Auch die Stimme. Aber ich kann nicht behaupten, dass ich ihn wiedererkenne. Zu
wenig habe ich vorhin von ihm gesehen.
    Tim ging auf ihn zu. „Herr
Birkl?“
    „Habe keine Zeit. Ich erwarte
die Bul... die Polizei.“ Dann schien ihm was zu dämmern, bzw. er erkannte Tims
Stimme. „Warst du das eben — unten an der Sprechanlage?“
    „Klar. War ich.“
    Birkls Blick glitt zu Gaby. Ein
kaum merkliches Zucken lief über sein Gesicht — mit dem er nie in die
Endausscheidung für die Wahl zum männlichen Model-des-Jahres gekommen wäre.
    „Von der Polizei seid ihr
nicht.“
    „Haben wir auch nicht
behauptet.“ Tim zog den Zündschlüssel aus der Tasche.
    Birkl griff danach. Aber Tim
riss die Hand zurück. „Wollen wir hier reden oder in Ihrer garantiert
ausländerfreien Höhle?“
    „Was? Gib den Schlüssel her!
Euch lasse ich nicht rein.“
    „Vorhin in der
Dieselsmock-Straße“, sagte Gaby, „haben Sie einen kleinen Afrikaner auf
brutalste Weise mit dem Messer bedroht.
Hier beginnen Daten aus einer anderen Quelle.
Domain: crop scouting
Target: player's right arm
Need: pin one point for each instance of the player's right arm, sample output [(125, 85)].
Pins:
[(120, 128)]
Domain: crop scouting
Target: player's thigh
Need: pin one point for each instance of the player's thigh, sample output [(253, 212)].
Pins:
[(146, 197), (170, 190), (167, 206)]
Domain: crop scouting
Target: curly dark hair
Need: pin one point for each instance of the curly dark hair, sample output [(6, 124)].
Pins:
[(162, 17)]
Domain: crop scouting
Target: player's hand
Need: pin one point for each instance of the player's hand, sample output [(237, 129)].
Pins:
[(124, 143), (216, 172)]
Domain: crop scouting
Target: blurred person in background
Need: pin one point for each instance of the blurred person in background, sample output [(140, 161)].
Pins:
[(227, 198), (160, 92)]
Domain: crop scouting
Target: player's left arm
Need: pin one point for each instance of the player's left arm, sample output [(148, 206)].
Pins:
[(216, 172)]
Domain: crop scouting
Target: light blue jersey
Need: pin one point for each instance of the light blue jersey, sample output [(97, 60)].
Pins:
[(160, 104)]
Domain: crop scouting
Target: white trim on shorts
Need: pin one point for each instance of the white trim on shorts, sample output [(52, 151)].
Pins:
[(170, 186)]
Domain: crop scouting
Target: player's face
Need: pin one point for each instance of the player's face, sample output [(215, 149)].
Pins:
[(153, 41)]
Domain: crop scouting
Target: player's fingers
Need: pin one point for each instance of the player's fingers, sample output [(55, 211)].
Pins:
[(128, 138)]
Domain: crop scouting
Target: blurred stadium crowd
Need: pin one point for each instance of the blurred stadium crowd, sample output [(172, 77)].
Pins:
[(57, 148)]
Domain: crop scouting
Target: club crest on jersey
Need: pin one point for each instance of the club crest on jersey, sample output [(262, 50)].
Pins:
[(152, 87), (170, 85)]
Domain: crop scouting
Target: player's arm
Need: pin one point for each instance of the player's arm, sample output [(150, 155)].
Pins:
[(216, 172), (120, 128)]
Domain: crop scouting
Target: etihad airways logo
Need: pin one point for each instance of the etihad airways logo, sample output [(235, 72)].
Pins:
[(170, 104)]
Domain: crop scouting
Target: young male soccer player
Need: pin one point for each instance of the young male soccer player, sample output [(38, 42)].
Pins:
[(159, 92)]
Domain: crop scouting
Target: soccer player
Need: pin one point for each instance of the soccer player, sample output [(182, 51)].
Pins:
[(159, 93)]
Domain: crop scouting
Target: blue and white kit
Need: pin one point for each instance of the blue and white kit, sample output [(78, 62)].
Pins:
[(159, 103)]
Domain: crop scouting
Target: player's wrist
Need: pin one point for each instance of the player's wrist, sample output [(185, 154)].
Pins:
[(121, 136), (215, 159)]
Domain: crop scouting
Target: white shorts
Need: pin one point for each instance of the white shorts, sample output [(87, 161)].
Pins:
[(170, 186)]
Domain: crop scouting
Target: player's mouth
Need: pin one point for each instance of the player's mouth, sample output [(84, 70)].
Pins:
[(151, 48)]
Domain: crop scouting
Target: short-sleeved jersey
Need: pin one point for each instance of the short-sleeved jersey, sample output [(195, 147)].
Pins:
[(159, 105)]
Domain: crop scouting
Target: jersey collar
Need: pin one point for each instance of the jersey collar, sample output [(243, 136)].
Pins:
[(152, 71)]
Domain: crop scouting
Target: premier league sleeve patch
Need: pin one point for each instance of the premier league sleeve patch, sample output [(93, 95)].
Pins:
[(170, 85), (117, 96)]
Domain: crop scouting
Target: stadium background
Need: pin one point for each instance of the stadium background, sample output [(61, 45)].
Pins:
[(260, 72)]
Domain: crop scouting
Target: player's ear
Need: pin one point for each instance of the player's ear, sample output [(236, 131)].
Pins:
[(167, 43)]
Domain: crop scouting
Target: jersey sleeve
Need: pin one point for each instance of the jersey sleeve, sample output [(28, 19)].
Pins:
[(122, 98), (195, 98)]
Und dann haben Sie mich beschimpft,
bevor Sie mit ihrem braunen VW abgerauscht sind. Sie können sich dazu äußern,
bevor wir Sie anzeigen. Deshalb sind wir hier. Ihren Wagen haben wir
tatsächlich gefunden — in der Lobheimer-Straße.“
    Birkl stemmte die Fäuste in die
Hüften. Seine Stimme zischte wie vorhin.
    „Spinnst du? Ich war heute noch
keine fünf Schritte vor der Tür. Ich wollte zwar weg — vor ‘ner halben Stunde.
Musste aber leider feststellen, dass mein Wagen nicht da war. Den parke ich
immer vorn an der Ecke. Klarer Fall von Autodiebstahl. Denn verborgt habe ich
ihn nicht. Mache ich nie. Also habe ich das hiesige Revier angerufen und meinen
Wagen als gestohlen gemeldet. Geht das rein in deinen dummen blonden Kopf?“
    „Vorsicht!“, sagte Tim. „Nicht
meine Freundin beleidigen. Sonst werde ich ungemütlich.“

    „Und was ist dann, häh?“ Er war
nicht kleiner als Tim. „Dann kriegen Sie eine in den Wanst, dass Ihnen der Hass aus den Poren
quillt. Sie könnten nicht mal mehr nach Ihrem Taschenmesser greifen.